For this exercise, we have two main sets of constraints: \( x_1^2 - x_2 \geq 0 \) and \( x_1, x_2 \geq 0 \). Here's how they shape the feasible region:

• The first constraint, \( x_2 \leq x_1^2 \), creates a region below or on the parabola \( x_2 = x_1^2 \).
• The second set of constraints, \( x_1, x_2 \geq 0 \), restricts solutions to the first quadrant of the graph, representing only positive values for both variables.

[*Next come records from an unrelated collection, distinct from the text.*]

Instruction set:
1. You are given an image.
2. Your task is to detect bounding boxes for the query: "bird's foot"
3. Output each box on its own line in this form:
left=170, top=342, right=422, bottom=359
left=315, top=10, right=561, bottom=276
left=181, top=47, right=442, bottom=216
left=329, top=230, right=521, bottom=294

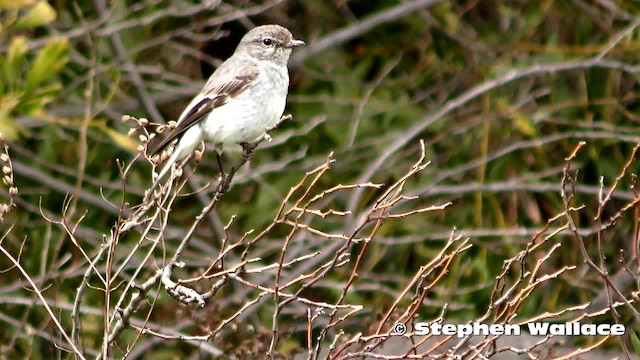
left=240, top=142, right=258, bottom=161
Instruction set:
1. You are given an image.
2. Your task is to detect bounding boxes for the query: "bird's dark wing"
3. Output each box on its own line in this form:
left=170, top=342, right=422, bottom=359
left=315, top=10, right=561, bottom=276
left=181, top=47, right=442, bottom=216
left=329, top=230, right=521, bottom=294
left=151, top=63, right=258, bottom=156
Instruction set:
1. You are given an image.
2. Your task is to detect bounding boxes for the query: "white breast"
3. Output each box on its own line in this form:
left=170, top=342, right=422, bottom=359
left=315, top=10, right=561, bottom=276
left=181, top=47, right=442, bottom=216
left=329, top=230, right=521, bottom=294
left=201, top=60, right=289, bottom=145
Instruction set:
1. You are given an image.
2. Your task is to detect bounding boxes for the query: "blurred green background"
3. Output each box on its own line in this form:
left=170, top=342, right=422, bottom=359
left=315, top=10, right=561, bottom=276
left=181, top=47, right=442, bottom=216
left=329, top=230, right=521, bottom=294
left=0, top=0, right=640, bottom=359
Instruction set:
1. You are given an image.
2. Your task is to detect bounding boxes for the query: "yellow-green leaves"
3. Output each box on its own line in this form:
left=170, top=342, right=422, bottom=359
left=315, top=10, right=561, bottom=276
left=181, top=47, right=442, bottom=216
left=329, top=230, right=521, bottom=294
left=0, top=35, right=69, bottom=140
left=0, top=0, right=35, bottom=10
left=13, top=0, right=56, bottom=29
left=25, top=39, right=68, bottom=91
left=0, top=36, right=27, bottom=86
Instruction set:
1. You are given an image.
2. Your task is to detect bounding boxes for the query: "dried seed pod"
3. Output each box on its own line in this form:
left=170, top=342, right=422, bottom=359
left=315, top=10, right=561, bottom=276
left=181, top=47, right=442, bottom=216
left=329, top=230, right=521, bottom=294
left=194, top=150, right=203, bottom=162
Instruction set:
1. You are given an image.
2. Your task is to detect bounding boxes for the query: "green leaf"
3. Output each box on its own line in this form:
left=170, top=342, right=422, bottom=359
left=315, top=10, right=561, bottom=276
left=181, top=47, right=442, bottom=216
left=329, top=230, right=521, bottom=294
left=2, top=36, right=27, bottom=84
left=631, top=331, right=640, bottom=355
left=0, top=0, right=35, bottom=10
left=0, top=110, right=23, bottom=140
left=25, top=39, right=69, bottom=91
left=14, top=1, right=56, bottom=29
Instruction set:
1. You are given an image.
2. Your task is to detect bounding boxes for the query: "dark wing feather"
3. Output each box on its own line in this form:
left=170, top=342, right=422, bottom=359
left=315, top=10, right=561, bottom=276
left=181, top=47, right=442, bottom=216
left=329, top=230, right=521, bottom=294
left=151, top=65, right=258, bottom=156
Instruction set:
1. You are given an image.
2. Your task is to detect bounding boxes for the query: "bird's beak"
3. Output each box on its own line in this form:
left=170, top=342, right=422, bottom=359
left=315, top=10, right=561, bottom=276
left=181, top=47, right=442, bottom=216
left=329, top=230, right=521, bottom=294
left=284, top=40, right=306, bottom=49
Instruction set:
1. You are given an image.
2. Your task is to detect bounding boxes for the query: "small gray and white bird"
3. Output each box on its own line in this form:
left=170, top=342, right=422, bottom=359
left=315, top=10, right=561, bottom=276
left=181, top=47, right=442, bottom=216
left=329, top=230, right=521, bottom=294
left=148, top=25, right=304, bottom=196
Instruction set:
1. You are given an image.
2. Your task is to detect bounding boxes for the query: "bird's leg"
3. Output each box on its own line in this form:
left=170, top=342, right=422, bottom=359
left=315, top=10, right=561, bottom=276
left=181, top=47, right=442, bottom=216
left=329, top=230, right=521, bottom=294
left=240, top=142, right=258, bottom=161
left=216, top=151, right=227, bottom=182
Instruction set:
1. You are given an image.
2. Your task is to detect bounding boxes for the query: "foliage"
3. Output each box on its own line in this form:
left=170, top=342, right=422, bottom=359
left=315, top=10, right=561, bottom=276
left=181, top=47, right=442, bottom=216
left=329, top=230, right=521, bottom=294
left=0, top=0, right=640, bottom=359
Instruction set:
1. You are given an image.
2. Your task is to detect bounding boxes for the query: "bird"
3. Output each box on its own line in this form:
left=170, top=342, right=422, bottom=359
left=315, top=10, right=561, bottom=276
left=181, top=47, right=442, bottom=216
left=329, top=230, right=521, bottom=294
left=146, top=25, right=305, bottom=198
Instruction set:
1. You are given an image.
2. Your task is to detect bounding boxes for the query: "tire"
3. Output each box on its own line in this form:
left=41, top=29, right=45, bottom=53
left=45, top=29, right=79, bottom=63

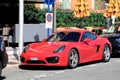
left=68, top=49, right=79, bottom=69
left=0, top=61, right=2, bottom=77
left=102, top=45, right=111, bottom=62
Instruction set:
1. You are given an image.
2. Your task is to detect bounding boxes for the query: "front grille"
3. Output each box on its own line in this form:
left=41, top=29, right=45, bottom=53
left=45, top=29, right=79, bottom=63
left=26, top=60, right=46, bottom=64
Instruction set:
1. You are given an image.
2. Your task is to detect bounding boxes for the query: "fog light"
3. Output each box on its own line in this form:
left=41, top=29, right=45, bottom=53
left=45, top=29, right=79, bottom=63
left=46, top=57, right=59, bottom=63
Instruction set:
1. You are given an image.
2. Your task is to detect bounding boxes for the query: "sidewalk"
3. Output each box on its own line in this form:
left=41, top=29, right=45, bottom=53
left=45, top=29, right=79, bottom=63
left=6, top=47, right=19, bottom=68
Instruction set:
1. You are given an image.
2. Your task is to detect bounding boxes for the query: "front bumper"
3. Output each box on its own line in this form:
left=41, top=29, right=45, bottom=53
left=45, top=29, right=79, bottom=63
left=20, top=53, right=68, bottom=66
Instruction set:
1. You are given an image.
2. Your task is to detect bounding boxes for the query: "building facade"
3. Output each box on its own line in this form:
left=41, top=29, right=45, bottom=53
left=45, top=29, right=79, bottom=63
left=36, top=0, right=106, bottom=13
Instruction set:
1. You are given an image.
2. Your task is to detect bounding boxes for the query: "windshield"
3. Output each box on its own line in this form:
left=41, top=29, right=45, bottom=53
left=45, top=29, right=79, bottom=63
left=47, top=32, right=80, bottom=42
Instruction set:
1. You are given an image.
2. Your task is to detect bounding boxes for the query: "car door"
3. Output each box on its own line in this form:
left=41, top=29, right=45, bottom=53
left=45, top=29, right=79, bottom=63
left=81, top=32, right=98, bottom=61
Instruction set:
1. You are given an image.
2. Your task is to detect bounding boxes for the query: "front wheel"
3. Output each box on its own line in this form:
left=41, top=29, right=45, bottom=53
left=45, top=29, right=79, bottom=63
left=0, top=61, right=2, bottom=77
left=103, top=45, right=111, bottom=62
left=68, top=49, right=79, bottom=69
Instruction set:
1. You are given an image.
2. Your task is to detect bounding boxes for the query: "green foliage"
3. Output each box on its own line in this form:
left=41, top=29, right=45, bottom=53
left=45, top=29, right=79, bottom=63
left=25, top=5, right=112, bottom=28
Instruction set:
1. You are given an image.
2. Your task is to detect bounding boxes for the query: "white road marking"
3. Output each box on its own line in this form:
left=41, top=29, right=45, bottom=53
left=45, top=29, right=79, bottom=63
left=73, top=67, right=83, bottom=71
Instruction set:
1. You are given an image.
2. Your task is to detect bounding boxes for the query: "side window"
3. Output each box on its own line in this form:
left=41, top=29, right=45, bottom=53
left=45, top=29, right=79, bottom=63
left=81, top=32, right=97, bottom=42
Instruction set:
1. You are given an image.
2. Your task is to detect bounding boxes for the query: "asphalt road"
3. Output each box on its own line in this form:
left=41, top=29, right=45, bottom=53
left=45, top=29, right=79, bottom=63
left=1, top=56, right=120, bottom=80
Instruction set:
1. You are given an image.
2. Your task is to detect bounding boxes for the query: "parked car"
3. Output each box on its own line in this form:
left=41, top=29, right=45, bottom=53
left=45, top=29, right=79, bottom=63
left=0, top=37, right=8, bottom=76
left=101, top=23, right=120, bottom=53
left=20, top=29, right=112, bottom=68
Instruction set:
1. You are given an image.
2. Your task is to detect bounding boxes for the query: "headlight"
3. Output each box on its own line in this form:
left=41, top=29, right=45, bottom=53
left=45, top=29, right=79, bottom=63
left=23, top=45, right=29, bottom=52
left=53, top=46, right=65, bottom=53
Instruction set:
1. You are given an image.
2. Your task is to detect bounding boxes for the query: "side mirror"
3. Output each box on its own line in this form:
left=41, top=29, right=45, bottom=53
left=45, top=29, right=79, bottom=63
left=42, top=38, right=47, bottom=42
left=83, top=38, right=91, bottom=43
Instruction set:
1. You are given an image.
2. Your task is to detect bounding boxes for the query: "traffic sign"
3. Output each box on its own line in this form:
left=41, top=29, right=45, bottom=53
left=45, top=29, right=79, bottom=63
left=46, top=13, right=53, bottom=28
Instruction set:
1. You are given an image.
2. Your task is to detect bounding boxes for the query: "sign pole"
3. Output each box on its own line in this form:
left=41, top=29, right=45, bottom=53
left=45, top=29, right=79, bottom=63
left=47, top=0, right=50, bottom=37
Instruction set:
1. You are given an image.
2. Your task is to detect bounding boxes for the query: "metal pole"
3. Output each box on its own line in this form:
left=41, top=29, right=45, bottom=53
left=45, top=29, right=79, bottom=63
left=52, top=0, right=56, bottom=32
left=47, top=1, right=50, bottom=37
left=19, top=0, right=24, bottom=60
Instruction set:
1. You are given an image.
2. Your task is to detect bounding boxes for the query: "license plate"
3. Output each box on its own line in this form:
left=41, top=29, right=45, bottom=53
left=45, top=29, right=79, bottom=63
left=31, top=57, right=38, bottom=61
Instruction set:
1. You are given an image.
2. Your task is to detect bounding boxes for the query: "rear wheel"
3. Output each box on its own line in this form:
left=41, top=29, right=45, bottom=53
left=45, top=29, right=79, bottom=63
left=103, top=45, right=111, bottom=62
left=68, top=49, right=79, bottom=69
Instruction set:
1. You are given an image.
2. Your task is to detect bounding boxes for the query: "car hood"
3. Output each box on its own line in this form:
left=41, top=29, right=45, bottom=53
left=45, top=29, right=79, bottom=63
left=28, top=42, right=69, bottom=52
left=100, top=33, right=120, bottom=38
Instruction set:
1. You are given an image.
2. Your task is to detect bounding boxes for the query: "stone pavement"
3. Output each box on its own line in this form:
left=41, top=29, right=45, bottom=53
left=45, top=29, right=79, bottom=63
left=6, top=47, right=20, bottom=68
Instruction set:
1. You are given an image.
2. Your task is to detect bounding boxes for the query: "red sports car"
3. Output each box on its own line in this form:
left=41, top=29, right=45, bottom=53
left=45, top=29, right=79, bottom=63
left=20, top=29, right=112, bottom=68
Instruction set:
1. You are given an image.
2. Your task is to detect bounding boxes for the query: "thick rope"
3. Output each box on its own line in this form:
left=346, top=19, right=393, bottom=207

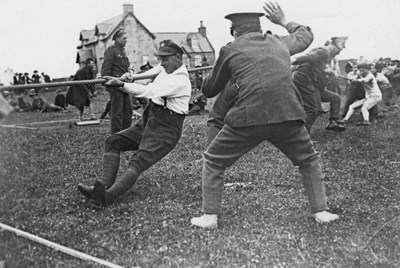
left=0, top=66, right=213, bottom=91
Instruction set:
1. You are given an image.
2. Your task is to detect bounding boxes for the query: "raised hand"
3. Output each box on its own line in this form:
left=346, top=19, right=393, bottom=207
left=263, top=1, right=287, bottom=27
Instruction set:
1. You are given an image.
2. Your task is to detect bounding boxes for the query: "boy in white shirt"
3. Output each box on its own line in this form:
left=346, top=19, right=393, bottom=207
left=341, top=63, right=382, bottom=126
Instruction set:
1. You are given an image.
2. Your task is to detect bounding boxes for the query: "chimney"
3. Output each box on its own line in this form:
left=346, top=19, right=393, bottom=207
left=122, top=4, right=133, bottom=16
left=199, top=20, right=207, bottom=37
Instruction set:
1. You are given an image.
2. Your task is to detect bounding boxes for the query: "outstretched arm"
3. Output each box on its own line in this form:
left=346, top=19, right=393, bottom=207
left=263, top=2, right=314, bottom=55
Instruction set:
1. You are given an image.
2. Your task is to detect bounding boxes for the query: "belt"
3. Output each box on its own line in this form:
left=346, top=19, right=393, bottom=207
left=151, top=102, right=184, bottom=116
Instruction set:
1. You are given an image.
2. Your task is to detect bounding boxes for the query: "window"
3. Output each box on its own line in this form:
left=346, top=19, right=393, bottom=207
left=194, top=55, right=201, bottom=66
left=142, top=55, right=149, bottom=65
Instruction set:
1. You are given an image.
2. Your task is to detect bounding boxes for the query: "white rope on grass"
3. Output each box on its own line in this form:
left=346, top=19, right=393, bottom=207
left=0, top=125, right=39, bottom=130
left=0, top=223, right=123, bottom=268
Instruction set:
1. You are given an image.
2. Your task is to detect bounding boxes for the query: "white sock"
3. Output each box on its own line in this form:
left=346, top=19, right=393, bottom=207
left=190, top=214, right=218, bottom=229
left=314, top=210, right=339, bottom=223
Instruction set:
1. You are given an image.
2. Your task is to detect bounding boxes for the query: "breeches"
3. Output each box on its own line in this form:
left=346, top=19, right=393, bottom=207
left=110, top=89, right=132, bottom=134
left=105, top=102, right=185, bottom=173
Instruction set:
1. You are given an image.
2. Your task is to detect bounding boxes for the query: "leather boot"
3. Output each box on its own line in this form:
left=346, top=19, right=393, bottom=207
left=299, top=161, right=327, bottom=213
left=78, top=183, right=94, bottom=199
left=105, top=169, right=139, bottom=204
left=93, top=181, right=107, bottom=207
left=101, top=151, right=120, bottom=189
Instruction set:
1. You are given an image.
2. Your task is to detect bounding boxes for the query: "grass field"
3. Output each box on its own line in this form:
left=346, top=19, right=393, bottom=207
left=0, top=89, right=400, bottom=267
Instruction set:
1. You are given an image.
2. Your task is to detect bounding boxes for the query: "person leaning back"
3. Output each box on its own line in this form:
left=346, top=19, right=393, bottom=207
left=78, top=40, right=191, bottom=206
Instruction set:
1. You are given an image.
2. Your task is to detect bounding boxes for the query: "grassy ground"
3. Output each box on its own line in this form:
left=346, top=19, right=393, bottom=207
left=0, top=89, right=400, bottom=267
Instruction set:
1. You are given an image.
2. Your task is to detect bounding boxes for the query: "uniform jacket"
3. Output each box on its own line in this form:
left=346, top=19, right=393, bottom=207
left=101, top=44, right=129, bottom=77
left=202, top=22, right=313, bottom=127
left=66, top=66, right=95, bottom=109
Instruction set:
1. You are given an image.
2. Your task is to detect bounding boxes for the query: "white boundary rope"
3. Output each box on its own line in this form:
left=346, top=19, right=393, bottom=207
left=0, top=223, right=123, bottom=268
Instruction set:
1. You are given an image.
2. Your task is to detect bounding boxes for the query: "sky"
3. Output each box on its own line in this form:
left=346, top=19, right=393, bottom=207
left=0, top=0, right=400, bottom=79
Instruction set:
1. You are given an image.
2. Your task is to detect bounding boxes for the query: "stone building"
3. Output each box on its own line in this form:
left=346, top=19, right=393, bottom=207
left=76, top=4, right=215, bottom=72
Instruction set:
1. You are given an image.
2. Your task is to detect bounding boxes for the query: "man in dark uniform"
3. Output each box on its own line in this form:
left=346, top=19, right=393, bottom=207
left=191, top=2, right=338, bottom=228
left=66, top=58, right=96, bottom=121
left=101, top=29, right=132, bottom=134
left=293, top=37, right=347, bottom=132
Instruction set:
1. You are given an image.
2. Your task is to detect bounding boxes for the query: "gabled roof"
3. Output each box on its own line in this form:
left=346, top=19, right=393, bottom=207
left=79, top=30, right=94, bottom=41
left=81, top=12, right=156, bottom=45
left=76, top=50, right=94, bottom=63
left=154, top=32, right=214, bottom=53
left=94, top=23, right=112, bottom=35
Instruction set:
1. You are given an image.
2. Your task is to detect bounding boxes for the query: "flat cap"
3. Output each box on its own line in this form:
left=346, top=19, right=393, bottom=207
left=331, top=36, right=349, bottom=44
left=225, top=12, right=265, bottom=27
left=157, top=40, right=184, bottom=56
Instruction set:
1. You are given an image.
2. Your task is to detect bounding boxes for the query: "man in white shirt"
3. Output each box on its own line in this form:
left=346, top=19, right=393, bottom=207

The feasible region is thus, the area in the first quadrant where the points satisfy both constraints simultaneously, which is below the parabola and above the y-axis. It's important as it shows all the potential places where the objective function can achieve its minimum value.

Graphical Optimization

Graphical optimization is a visual method to solve optimization problems, especially useful when dealing with two-variable systems. It allows you to see and understand the feasible region and discover optimal points through intersections and boundaries.
To solve graphically, you graph the functions and constraints, then identify the feasible region and optimal points:

• Start by plotting the parabola \( x_2 = x_1^2 \) which determines one boundary of the feasible region.
• Next, plot the lines \( x_1 = 0 \) and \( x_2 = 0 \) which limit the region to the first quadrant.

Once the feasible region is identified, find where the objective function \( C = x_1 \) achieves its minimum. The intersection of the objective function's line with the feasible region, in this case, occurs at the origin \((0,0)\). Thus, graphically, it is simple yet powerful for visualizing solutions.